テオ・アンゲロプロス監督『旅芸人の記録』

画像 ギリシャの1930年代から50年代にかけての政治の季節を、旅芸人の一座の命運と彼らの視線を通して描いた作品。

あらすじはこちら(goo映画)
http://movie.goo.ne.jp/contents/movies/MOVCSTD8070/

 本作を見て、イム・グォンテク監督による韓国映画『太白山脈』と共通する点が多いのに気が付いた。ギリシャは朝鮮半島のように南北分断こそなかったが、本作に描かれている、左右の葛藤が非常に激しい点、そしてその左右の葛藤が、人々の生活の中に深く根を持っているという側面が非常に共通している。
 ただ、その描き方は対照的だ。『太白山脈』が左右葛藤のリアリズムを追求した描き方をしたのに対し、『旅芸人の記録』では、その描き方は象徴的であり、リアルな描写はあまりない。ただ、それが旅芸人の暮らしが時代に翻弄される中に象徴されるばかりである。
 だが、政治のイデオロギー対立が、旅芸人一座の団長アガメムノンと副団長格のアイギストスのアガメムノンの妻であるクリュタイムネストラを巡る葛藤の中に根を持っている様は、『太白山脈』の中に描かれている左右葛藤が、イデオロギー対立が、部落の中の家族間、個人間の個人的な軋轢の反映であったりする描写と軌を一にする。左右のどちらかに立つということが、必ずしもそのイデオロギー自体に対する共鳴の結果ではなく、憎むべき相手の反対陣営だからこそ支持する、というような構図が共通に存在する。それが悲劇的な死をも招く葛藤に転化するのである。
 ただ、ギリシャ軍は必ずしも強くはない。常にトルコの軍事的脅威に煽られてきており、ときにキプロスの問題に象徴されるように、ギリシャ軍はトルコに対し軍事的な劣勢を強いられてきた。にもかかわらず、軍事政権や右派イデオロギーが大きな力を持ち得てきたという理由がよく分かりにくい。月並みな表現を使えばおそらく「米帝国主義」の反映だったのであろうし、映画の中にもたびたび英軍が登場するというのがその象徴なのであろうが...
 旅芸人一座の間の個人的な葛藤が、その背後にイデオロギー対立の衣をまとい、そしてときに個人的な報復や攻撃のために、そのようなイデオロギーシステムを動員することを通じて、旅芸人の一座も最終的にはてんでばらばらに解体するところまで追い込まれてしまう... そんな歴史的な愚かさを、アンゲロプロス得意の長回しを駆使して、象徴的に、だが余すことなく徹底的に描いたのが本作品である。

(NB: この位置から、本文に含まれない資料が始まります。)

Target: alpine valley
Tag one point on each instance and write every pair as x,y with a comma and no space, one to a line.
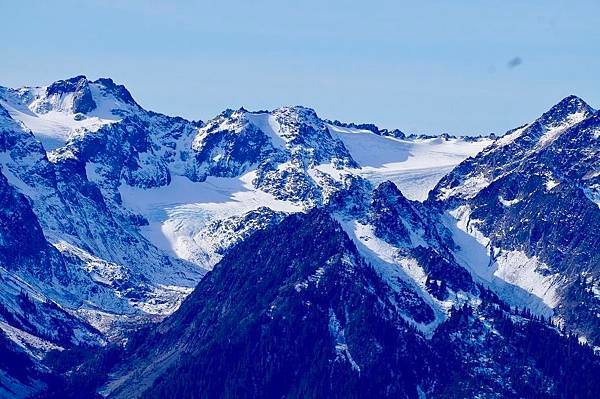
275,254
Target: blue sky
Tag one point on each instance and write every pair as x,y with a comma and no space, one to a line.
425,67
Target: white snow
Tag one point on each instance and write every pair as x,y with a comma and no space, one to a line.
415,166
35,346
554,132
178,213
551,183
509,138
269,125
519,279
51,118
390,265
341,347
469,188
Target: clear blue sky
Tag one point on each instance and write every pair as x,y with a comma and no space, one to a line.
423,66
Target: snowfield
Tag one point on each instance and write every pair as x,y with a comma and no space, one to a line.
415,166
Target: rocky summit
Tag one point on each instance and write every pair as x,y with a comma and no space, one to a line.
278,254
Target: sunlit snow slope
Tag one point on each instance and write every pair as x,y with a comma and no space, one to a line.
415,166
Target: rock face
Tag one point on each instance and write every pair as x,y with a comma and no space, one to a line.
532,197
112,214
293,311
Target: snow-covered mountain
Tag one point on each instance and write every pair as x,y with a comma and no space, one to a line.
112,214
526,213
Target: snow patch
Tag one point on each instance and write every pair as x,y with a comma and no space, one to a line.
415,166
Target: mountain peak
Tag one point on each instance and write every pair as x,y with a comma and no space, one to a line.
569,108
119,91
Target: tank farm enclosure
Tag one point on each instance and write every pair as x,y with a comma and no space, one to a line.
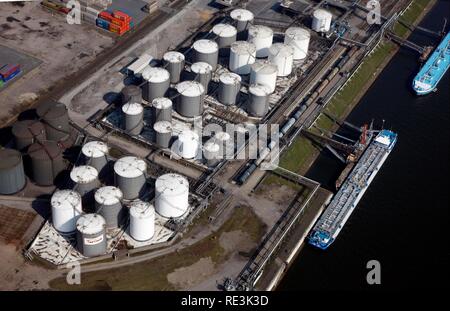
232,71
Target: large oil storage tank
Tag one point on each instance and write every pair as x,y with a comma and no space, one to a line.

 なお、国内盤DVDは以前にも書いたように全般的に暗く、暗いシーンでは何が映っているかさっぱりわからない。特にクリュタイムネストラの情事シーンが本作品理解に決定的であるにもかかわらず、何をやっているのかさっぱり分からないので、非常に苦しい。DVDで見ようとするなら、可能であればフランス盤DVDが望ましいのだが、フランス語字幕しかないのでお勧めしたいのはやまやまだが、お勧めするわけにもいかない。できれば劇場で見る機会を探してほしい。なお、IMDBによれば上映時間は230分なので、フランス盤DVDはPAL4%スピードアップとなっている。

 なお、国内盤で本作品が収録されているアンゲロプロス全集第1巻に関しては、本作品以外は、PALマスターの『1936年の日々』は画像は比較的良好。国内マスターと思われる『狩人』に関しては、画質はいまいちだが、『旅芸人の記録』程ひどくはなく、またフランス盤が144分バージョン(おそらくギリシャ盤も?)なのに対し、172分と完全に別編集バージョンであるところから資料的所蔵価値は高い。


原題『O Thiassos』英題『The Traveling Players』監督: Theo Angelopoulos
1975年 ギリシャ映画

DVD(仏盤 アンゲロプロス・コレクション) 
発行・発売:Potemkine Films / Agnes B. DVD 画面: PAL/4:3(1:1.33) 音声: Dolby2 希語 本編: 222(本作)分
リージョン2 字幕: 仏(On/Off可) 片面二層(8枚組) 発行年2010年12月 希望価格 Eur 68.99
※なお、『旅芸人の記録』自体はこのコレクションのうち唯一の2枚組。